Aerith nodded, swallowing the lump in her throat. She raised the scissors in one hand, a comb in the other, and was about to carry on when Cissnei suddenly stopped and twisted to face her. The back of her head was framed by the cracked vanity mirror, streaked in places where the dye was either in too long or washed out too soon. She'd been wearing a hat since her roots started to show – perfectly acceptable here in the north, where not wearing one made you stand out more.
And they couldn't afford to stand out. Not now, after all these months of successfully staying hidden.
"Focus," Cissnei said, the playfulness gone from her voice. "Stay focussed."
"But -"
"Stay. Focussed."
"But those SOLDIERs -"
"Probably here on an unrelated matter. Shinra wouldn't send two fully-armed SOLDIERs after one girl, even if they knew your location – which, if Tseng has been doing his job right -" Her eyes challenged Aerith to even entertain the idea he hadn't. "- they don't."
But they might send SOLDIERs after a veteran Turk.
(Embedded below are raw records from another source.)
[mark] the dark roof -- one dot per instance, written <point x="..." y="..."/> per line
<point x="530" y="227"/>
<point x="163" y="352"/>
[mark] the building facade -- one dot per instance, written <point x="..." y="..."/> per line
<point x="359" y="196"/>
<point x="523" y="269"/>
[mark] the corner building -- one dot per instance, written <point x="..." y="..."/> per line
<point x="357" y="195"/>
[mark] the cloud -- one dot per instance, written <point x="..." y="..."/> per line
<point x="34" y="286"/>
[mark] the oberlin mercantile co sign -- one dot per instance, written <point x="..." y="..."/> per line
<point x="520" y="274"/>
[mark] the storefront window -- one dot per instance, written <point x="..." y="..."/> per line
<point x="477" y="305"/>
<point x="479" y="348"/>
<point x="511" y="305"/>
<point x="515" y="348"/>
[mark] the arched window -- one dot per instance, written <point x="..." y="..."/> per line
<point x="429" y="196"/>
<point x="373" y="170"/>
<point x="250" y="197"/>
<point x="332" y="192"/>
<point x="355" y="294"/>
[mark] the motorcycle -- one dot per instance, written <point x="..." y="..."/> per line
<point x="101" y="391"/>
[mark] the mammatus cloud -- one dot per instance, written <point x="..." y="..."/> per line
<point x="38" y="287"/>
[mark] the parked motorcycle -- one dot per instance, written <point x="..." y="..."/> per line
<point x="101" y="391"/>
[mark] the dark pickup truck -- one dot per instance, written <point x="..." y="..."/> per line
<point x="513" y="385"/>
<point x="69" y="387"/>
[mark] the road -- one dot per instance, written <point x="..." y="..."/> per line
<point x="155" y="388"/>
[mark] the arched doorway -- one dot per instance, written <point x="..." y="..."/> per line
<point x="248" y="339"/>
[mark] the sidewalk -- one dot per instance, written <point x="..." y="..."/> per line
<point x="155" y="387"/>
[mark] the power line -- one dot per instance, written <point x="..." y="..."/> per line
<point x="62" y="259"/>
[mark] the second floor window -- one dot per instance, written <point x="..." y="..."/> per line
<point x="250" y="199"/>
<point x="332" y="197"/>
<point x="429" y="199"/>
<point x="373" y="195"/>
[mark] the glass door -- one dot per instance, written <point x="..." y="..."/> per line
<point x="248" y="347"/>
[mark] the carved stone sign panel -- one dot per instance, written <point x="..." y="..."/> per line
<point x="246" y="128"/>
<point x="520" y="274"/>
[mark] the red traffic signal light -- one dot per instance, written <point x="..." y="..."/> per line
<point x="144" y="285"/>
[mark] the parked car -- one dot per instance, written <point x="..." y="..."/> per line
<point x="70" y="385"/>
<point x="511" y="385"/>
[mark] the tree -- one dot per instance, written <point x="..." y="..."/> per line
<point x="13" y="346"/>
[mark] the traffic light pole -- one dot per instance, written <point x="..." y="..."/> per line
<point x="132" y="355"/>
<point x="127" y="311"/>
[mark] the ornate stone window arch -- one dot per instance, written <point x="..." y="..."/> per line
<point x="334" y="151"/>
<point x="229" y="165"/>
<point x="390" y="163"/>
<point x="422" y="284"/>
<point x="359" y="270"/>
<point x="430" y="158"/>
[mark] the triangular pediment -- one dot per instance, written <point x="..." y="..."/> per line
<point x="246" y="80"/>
Bizarre as it was to think of Cissnei as a veteran anything. She was cagey about her life and her past, but Aerith put her age as not too far above her own. That could be wrong, though. Cissnei had one of those faces that looked young except for her eyes. The other sure-fire way to tell a person's age was by the state of their hands, and Cissnei's were covered by fingerless leather gloves she rarely, if ever, took off.
Aerith kept her own counsel about all of that, though. She kept her own counsel about a lot of things. Cissnei wasn't into girly chats and sharing secrets. It might have been because she was a Turk, or it might have been just the way she was. She was so hard to read. Aerith had to just trust that what she told her was true, and that Tseng had also been telling the truth when he said the best thing she could do now was leave Midgar and not look back. He'd only let her say goodbye to her mom because she begged, and Aerith got the feeling that level of compassion was unprecedented for him.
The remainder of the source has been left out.